Aylık 20 dolarlık bir abonelik, bireylere çeşitli Microsoft ofis uygulamalarında (Microsoft) üretken yapay zeka yetenekleri sağlıyor
Aylık 20 dolarlık bir abonelik, bireylere çeşitli Microsoft ofis uygulamalarında (Microsoft) üretken yapay zeka yetenekleri sağlıyor
TT

Microsoft, dijital üretkenliği ücretli abonelikle dönüştürmek için Copilot Pro'yu piyasaya sürüyor: Aylık ücreti belli oldu

Aylık 20 dolarlık bir abonelik, bireylere çeşitli Microsoft ofis uygulamalarında (Microsoft) üretken yapay zeka yetenekleri sağlıyor
Aylık 20 dolarlık bir abonelik, bireylere çeşitli Microsoft ofis uygulamalarında (Microsoft) üretken yapay zeka yetenekleri sağlıyor

Microsoft, Copilot Pro'nun ücretli sürümünü resmi olarak kullanıma sundu. Bu, iş ve üretkenlik alanında yapay zeka kullanımında yeni ufuklar açıyor. Microsoft'un bu cesur adımı, yapay zeka teknolojilerini geliştirme ve bunları hem bireysel tüketicileri hem de işletmeleri kapsayacak şekilde genişletme konusundaki kararlılığını gösteriyor.

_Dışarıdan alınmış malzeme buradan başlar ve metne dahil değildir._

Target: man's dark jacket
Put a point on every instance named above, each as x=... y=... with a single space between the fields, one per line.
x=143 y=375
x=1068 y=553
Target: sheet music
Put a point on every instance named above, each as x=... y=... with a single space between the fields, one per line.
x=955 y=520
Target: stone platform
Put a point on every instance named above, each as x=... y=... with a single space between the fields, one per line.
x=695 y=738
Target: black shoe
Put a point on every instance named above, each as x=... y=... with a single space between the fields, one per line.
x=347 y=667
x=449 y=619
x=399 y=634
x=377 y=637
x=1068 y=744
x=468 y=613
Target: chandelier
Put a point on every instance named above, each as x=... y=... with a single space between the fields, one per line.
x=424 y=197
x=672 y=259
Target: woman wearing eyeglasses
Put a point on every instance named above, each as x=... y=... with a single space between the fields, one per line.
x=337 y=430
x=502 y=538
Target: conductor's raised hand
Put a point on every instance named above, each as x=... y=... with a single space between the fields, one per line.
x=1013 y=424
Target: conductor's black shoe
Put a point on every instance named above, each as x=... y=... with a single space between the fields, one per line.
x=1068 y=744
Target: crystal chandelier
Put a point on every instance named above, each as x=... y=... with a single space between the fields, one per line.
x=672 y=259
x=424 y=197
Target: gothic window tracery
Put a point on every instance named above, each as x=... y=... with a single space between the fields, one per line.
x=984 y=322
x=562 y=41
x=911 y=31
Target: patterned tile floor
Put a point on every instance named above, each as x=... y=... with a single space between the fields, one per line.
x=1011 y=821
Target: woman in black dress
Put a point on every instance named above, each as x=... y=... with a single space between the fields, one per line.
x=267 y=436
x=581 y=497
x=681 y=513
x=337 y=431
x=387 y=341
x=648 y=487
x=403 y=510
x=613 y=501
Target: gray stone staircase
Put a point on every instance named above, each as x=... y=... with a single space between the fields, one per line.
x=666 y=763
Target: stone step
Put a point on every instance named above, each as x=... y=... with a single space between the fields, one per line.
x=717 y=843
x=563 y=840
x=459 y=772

Aylık 20 dolar fiyatla sunulan Copilot Pro, ücretsiz sürümde bulunmayan ek özellikler sağlıyor. Bu sürüm, Word, PowerPoint, Excel ve Outlook gibi çeşitli Microsoft ofis uygulamalarında üretken yapay zeka yetenekleri sağlayarak kullanıcı deneyimini geliştiriyor. Program, kullanıcıların verimli ve kolay bir şekilde metin oluşturmasına, düzenlemesine, özetlemesine, grafikler ve e-posta taslakları oluşturmasına olanak tanıyor.

Microsoft'un bu adımı, yapay zeka teknolojilerine ve bunların iş ve üretkenlik alanlarındaki uygulamalarına yönelik artan ilgiyi gösteriyor. Copilot Pro, kullanıcı deneyimini geliştirdiği ve günlük görevlerini verimli ve etkili bir şekilde yerine getirmelerini kolaylaştırdığı için Microsoft'un akıllı ürün serisinin bir uzantısını teşkil ediyor.

Copilot Pro şu anda yalnızca İngilizce'yi destekliyor ancak 2024'ün ilk yarısında Arapça da dahil olmak üzere diğer dilleri de kapsayacak şekilde genişletilmesi planlanıyor. Bu da dünyanın dört bir yanındaki Arapça konuşan kullanıcılar için iyi bir haber.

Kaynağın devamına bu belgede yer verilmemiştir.